There are economic and strategic assets here, whether it is oil or methane clathrates, fisheries, or places to establish forward operating bases, these things are 'easy' to claim in your 'own' territory and 'hard' to claim in international waters. Step 1, redefine them to not be international waters. See the South China Sea and now Zealandia ...
 Extended Economic Zone
Totally understand the implications of EEZ, but at some point you have to draw the line else the line will become increasingly more arbitrary as countries try to fuzz the boundaries of what a continent is and is not. Why does any country get to lay claim on a chunk of seafloor that has been uninhabitable for land animals far longer than humans have been around as a species?
United Nations Convention on the Law of the Sea
It's true this is unfair to marine animals, but that's really their fault for not attending the meetings when the treaty was signed.
I wonder if it'd be possible to build a sealab on one of them; it looks like there are often small atolls nearby, and it could be a good environment for testing concepts related to building and maintaining livable underwater environments.
Things quickly get challenging with depth.
I have pity on the Chinese national geographic toponym bureau for having the tedious task of translating this for national linguistic unity.
Truly, we dwell in a post-national mire of bureaucrats!
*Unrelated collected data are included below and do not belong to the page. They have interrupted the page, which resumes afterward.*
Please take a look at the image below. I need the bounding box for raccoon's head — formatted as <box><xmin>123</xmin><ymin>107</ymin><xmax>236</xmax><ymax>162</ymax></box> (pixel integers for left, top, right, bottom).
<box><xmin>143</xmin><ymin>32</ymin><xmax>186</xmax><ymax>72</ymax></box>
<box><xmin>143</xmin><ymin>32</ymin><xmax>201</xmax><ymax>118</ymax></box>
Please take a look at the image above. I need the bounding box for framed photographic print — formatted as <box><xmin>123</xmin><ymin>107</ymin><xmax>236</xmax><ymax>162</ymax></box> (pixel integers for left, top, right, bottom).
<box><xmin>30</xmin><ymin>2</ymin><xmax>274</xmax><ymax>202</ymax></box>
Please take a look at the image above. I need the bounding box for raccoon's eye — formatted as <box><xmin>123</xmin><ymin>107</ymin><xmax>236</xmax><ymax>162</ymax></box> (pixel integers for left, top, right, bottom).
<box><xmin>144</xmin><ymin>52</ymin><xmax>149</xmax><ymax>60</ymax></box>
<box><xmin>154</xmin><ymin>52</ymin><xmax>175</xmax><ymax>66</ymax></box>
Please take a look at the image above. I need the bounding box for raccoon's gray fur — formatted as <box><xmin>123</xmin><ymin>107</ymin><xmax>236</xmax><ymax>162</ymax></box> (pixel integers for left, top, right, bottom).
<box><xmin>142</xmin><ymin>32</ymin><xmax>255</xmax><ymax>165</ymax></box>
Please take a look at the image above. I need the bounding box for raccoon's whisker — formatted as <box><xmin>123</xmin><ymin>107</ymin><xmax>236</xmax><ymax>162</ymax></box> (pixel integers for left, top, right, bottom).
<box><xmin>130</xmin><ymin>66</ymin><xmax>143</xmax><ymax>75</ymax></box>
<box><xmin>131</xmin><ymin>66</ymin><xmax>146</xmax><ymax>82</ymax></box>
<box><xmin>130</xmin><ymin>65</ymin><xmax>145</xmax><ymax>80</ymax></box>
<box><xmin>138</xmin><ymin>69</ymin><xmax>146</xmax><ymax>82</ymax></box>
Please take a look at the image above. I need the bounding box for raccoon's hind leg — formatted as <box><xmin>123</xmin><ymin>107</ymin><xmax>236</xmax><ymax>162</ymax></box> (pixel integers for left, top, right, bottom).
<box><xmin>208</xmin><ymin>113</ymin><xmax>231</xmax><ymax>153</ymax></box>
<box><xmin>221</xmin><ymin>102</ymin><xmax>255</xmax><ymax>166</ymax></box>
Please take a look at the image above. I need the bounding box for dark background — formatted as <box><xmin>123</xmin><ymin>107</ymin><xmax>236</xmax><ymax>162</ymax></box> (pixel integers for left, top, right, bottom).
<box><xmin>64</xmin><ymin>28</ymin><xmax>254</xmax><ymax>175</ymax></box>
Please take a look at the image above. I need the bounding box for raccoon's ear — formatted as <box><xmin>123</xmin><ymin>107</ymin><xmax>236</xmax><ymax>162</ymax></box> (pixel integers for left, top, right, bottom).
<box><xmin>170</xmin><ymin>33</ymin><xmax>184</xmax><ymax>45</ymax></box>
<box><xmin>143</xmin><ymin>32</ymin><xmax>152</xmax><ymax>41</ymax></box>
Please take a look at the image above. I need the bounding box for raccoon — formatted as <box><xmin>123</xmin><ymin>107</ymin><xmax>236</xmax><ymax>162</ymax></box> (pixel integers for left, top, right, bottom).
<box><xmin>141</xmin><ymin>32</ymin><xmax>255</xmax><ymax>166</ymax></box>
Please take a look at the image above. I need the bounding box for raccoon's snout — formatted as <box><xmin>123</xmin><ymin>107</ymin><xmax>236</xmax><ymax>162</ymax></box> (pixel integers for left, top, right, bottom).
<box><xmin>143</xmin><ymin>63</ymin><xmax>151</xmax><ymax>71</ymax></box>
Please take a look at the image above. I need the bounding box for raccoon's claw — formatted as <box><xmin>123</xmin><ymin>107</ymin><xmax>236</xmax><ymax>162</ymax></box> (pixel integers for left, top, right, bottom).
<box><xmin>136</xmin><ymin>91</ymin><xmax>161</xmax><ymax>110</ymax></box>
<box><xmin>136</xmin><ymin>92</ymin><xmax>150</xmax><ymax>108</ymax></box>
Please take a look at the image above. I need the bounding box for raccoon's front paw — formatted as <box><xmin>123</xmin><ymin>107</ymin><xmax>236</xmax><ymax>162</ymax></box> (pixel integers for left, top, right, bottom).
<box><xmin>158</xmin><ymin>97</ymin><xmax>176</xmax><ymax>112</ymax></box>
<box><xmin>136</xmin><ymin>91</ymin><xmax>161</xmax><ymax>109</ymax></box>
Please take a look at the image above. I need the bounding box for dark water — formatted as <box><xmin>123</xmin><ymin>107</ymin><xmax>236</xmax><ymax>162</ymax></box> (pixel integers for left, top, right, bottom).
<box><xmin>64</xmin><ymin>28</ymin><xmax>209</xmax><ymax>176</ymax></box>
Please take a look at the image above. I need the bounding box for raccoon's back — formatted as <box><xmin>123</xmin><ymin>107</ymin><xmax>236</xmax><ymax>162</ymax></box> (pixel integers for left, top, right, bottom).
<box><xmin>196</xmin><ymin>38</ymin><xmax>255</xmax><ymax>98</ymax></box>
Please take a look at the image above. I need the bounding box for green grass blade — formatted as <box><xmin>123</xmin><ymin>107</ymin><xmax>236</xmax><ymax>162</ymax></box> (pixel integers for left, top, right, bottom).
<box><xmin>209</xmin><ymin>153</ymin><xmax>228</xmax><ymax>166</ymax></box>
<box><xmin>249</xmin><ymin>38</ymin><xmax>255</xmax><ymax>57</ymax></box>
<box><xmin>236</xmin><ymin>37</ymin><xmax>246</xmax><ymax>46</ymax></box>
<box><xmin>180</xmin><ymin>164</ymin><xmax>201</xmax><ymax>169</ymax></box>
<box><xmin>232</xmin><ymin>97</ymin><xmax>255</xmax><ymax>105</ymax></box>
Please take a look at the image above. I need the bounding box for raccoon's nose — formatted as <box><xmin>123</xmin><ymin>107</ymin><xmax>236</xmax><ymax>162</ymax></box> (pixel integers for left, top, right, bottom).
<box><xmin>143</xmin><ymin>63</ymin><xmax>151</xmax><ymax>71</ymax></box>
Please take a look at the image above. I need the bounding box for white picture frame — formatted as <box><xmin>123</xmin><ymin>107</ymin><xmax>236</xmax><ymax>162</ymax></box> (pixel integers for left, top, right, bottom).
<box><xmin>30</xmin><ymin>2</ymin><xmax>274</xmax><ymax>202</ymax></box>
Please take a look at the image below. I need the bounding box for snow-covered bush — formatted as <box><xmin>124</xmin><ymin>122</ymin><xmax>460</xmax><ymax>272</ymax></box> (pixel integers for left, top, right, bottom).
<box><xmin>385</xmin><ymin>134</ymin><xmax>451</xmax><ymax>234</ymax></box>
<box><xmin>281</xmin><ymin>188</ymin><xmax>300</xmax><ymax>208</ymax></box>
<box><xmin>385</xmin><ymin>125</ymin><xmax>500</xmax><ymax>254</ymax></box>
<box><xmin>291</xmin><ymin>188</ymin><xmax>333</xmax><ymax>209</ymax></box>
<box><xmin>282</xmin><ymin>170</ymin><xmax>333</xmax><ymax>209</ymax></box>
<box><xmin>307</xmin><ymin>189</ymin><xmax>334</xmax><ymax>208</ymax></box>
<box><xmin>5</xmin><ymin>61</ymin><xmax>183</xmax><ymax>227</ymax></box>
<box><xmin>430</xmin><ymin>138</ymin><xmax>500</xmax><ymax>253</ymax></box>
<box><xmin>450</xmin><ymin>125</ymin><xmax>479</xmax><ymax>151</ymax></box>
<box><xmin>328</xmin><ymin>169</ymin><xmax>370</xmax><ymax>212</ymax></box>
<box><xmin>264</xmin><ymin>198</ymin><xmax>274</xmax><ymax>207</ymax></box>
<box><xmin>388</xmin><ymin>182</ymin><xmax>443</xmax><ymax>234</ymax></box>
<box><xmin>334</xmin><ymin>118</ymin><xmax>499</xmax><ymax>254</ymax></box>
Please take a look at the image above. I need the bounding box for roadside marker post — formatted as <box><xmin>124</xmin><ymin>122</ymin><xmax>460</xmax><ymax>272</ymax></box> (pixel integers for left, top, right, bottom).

We need more solid continents!
But France is still in the picture since New Caledonia also sits on the plateau of Zealandia... New Caledonia itself named after Scotland!
Also, just because continents are touching, does not mean they aren't separate. Europe, Asia, and Africa are all one continuous land mass. (The Suez canal technically separated Africa from Asia, but it certainly doesn't cut through the depth of the entire continent.) And we're only one Bering Strait away from connecting all that to North and South America.